Schumer introduces to forgive deceased students’ loan debts
New York Sen. Charles Schumer has proposed a new bill that would require private college loan providers to forgive debts in the case of a student’s death.
The legislation is named “Andrew’s Law” after Andrew Prior, a Northeastern University alumnus who grew up in the city of Syracuse, according to a Feb. 27 article published by The Post-Standard. Prior was killed in a car accident involving a drunk driver on Nov. 13, 2010, months after graduating.
Prior’s parents, David and Rose Prior, were harassed by loan providers about their son’s unpaid student loans. Several companies agreed to forgive the loans, but one continued to seek payment, according to the article. This company threatened to take their car and home away if they did not pay the loans they had co-signed.
Schumer publicly condemned the companies during a trip to Syracuse in February. Since then, all loan providers have forgiven the debt, according to the article.
Kristi Andersen, a political science professor at Syracuse University, said federal loan providers are already required by law to forgive college loans if a student dies. This includes those borrowed by the student’s parents. However, this rule does not yet apply to private loan providers.
This was the problem for the Prior family. The new law would require that private loans be discarded if the student dies, even if the parents had borrowed the loans or co-signed them, according to The Post-Standard.
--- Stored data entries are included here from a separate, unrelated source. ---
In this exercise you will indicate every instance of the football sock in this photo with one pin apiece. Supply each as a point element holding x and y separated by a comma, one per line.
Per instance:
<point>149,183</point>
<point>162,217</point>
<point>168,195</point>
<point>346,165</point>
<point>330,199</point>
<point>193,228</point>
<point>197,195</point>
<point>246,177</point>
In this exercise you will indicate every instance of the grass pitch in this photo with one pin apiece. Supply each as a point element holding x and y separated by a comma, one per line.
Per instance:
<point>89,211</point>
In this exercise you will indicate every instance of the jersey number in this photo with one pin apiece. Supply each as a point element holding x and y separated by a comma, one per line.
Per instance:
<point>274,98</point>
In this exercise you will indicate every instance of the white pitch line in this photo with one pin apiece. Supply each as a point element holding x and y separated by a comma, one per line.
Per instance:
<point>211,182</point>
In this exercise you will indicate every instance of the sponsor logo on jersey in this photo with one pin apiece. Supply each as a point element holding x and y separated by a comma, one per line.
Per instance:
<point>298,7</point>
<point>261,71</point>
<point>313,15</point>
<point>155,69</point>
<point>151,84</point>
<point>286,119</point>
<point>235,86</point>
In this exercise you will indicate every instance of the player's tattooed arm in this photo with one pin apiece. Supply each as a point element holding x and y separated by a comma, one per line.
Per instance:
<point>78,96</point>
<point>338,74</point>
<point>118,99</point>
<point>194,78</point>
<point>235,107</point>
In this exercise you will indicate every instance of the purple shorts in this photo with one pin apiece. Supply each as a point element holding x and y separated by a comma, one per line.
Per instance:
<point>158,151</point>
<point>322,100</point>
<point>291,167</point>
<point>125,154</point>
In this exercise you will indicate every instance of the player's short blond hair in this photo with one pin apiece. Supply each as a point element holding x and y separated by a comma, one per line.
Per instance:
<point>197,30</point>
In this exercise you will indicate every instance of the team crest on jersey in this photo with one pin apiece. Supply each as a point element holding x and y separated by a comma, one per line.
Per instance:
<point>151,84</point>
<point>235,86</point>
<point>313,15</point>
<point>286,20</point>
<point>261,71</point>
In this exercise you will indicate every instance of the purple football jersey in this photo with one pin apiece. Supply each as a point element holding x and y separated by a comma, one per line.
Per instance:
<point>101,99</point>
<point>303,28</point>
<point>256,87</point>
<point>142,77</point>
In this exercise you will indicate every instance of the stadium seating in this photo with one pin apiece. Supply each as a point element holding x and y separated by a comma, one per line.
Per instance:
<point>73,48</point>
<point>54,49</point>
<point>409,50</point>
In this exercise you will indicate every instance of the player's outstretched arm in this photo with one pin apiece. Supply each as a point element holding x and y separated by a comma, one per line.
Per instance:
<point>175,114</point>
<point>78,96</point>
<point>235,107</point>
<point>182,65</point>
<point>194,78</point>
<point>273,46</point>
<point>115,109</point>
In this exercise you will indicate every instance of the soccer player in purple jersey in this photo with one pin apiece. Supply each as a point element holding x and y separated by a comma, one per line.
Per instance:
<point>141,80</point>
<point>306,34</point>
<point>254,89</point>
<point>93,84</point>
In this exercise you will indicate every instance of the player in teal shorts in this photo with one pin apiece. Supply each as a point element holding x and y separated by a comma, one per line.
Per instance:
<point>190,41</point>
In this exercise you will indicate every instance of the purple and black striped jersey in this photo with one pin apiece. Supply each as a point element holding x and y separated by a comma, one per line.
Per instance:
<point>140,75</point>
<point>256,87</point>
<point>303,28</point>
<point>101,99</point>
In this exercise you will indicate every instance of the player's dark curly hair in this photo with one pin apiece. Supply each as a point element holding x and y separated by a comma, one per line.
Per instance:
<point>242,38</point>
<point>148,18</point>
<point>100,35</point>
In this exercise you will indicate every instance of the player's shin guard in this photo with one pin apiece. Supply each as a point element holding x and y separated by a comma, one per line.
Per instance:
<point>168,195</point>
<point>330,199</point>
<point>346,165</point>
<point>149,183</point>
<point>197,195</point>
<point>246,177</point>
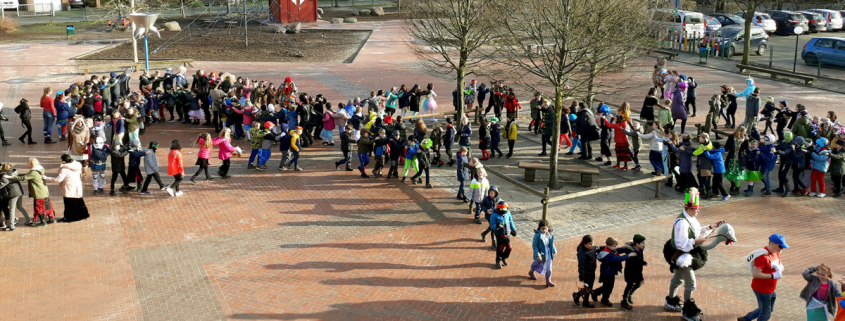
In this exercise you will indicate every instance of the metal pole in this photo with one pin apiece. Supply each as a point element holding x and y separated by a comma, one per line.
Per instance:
<point>246,36</point>
<point>771,55</point>
<point>795,61</point>
<point>546,202</point>
<point>146,54</point>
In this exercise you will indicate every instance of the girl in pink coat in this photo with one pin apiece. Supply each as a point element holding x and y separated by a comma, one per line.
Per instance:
<point>225,151</point>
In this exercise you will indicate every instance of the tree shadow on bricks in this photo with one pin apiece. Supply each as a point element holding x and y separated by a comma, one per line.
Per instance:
<point>431,310</point>
<point>348,266</point>
<point>393,246</point>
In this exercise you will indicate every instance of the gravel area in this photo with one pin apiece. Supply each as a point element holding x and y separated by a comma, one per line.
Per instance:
<point>311,45</point>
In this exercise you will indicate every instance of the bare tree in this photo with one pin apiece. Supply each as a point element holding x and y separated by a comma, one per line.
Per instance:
<point>549,42</point>
<point>449,37</point>
<point>749,7</point>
The family would only be required to provide a copy of the death certificate to the company.
“I would think that this law has a good opportunity to pass,” Andersen said. “It seems like a reasonable idea and not something that banks or lenders would want to go on record as opposing.”
Kaye DeVesty, director of financial aid at SU, said in the case of a student death, financial aid department employees try to be sensitive and helpful to the needs of the family. The proposed bill would prevent families from receiving requests to fulfill financial obligations or provide additional details about their child’s death, DeVesty said.
“All federal educational student loans have a provision that the debt will be canceled upon the death of the student,” DeVesty said. “In fact, federal parent loans borrowed by the parent of a student are also canceled upon the death of the student. ‘Andrew’s Law’ will do the same for students who borrow private educational loans where the parents or others co-sign the loan.”
This policy would benefit the families, she said.
Said DeVesty: “It would be a great relief to the parents already trying to cope with tragic circumstances.”